Corns and Calluses
Basics
- Corns (heloma) are focal hyperkeratotic lesions with central conical keratin cores causing pain.
- Calluses (tyloma) are diffuse hyperkeratosis without distinct borders, usually painless.
- Corns commonly occur on toes (esp. 5th toe PIP joint); calluses on palms and soles.
- Intractable plantar keratosis under metatarsal heads is more difficult to treat.
Epidemiology
- Most prevalent foot disorders, more common in elderly.
- Women affected slightly more, likely due to shoe choices.
- Blacks report 30% higher prevalence than whites.
- Represent 46% of podiatric clinic foot disorders; affect ~9.2 million Americans.
Etiology and Pathophysiology
- Result from repetitive friction and pressure causing hyperkeratosis over bony prominences.
- Hard corns linked to bony protrusions rubbing against shoes.
- Soft corns form in interdigital spaces due to moisture maceration and friction.
- Calluses form diffusely over weight-bearing or friction sites.
Risk Factors
- Extrinsic: poorly fitting/narrow shoes, absence of protective socks/gloves, repetitive activities (sports, guitar), barefoot walking.
- Intrinsic: bony deformities (hammertoes, bunions), neuropathy (e.g., diabetes), gait abnormalities.
Prevention
- Wear protective, well-fitting shoes and socks/gloves.
- Avoid chronic friction-inducing activities.
Associated Conditions
- Foot ulcers in vascular compromise or diabetic neuropathy.
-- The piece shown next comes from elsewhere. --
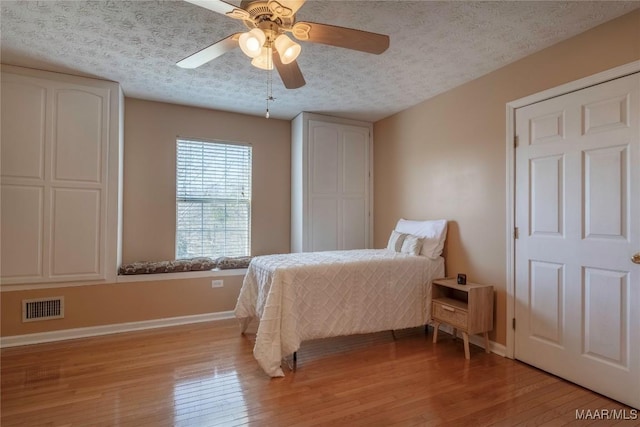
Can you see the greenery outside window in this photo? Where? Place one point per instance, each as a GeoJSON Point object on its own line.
{"type": "Point", "coordinates": [213, 199]}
- Local infection signs: redness, swelling, purulent discharge, fever, skin color or temperature changes.
Diagnosis
History
- Identify activities causing friction.
- Assess vascular/neurologic comorbidities (smoking, diabetes).
- Review prior treatments.
Physical Exam
- Calluses: inspect hyperkeratotic areas, palpate for tenderness and skin changes.
- Hard corns: well-circumscribed lesions with painful keratin core on toes.
- Soft corns: interdigital macerated lesions, painful.
Differential Diagnosis
- Plantar warts (with black dots, pain on bilateral compression).
- Porokeratosis.
- Pressure eschar over pathological wounds.
Diagnostic Tests
- Radiographs if no clear external cause; use marker to localize lesion relative to bone.
- Evaluate for diabetes, vascular insufficiency, recurrent infections.
Treatment
General Measures
- Soak affected area in warm water.
- Mechanical debridement with pumice stone or office tangential shaving.
- Use foam padding, silicone sleeves, toe spacers to off-load pressure.
- Wear wide, low-heeled shoes with soft uppers.
- Shoe stretching services may help.
- Avoid activities causing repeated friction.
Medications
- Keratolytics (urea-based lotions) cautiously used; avoid in elderly or fragile skin.
- Avoid salicylic acid plasters in diabetic or vascular-compromised patients.
Surgery
- Consider for bony deformities causing persistent corns.
- Procedures: hammer/claw toe correction, bony prominence removal.
- Surgical shaving of cornsโ keratin core in office with scalpel.
Complementary Medicine
- Warm water or Epsom salt soaks.
- Urea-containing creams.
Admission and Nursing
- Rarely admitted unless complicated by infection, gangrene, or sepsis.
- Nursing care includes wound management, teaching footwear and hygiene.
Ongoing Care
- Periodic foot exams in at-risk patients.
- Daily skin care with emollients to prevent dryness and hyperkeratosis.
Patient Education
- Proper shoe selection: wide toe box, low heel, good support.
- Regular use of protective socks.
- Avoid self-aggressive skin removal.
Prognosis
- Complete resolution possible if all pressure and friction factors eliminated.
Complications
- Ulceration and infection if untreated.
- Potential progression to deeper soft tissue infection.
ICD10: - L84 Corns and callosities
Clinical Pearls: - Most corns and calluses can be managed with self-care: debridement, padding, and pressure correction. - Cryotherapy is not recommended and may worsen symptoms.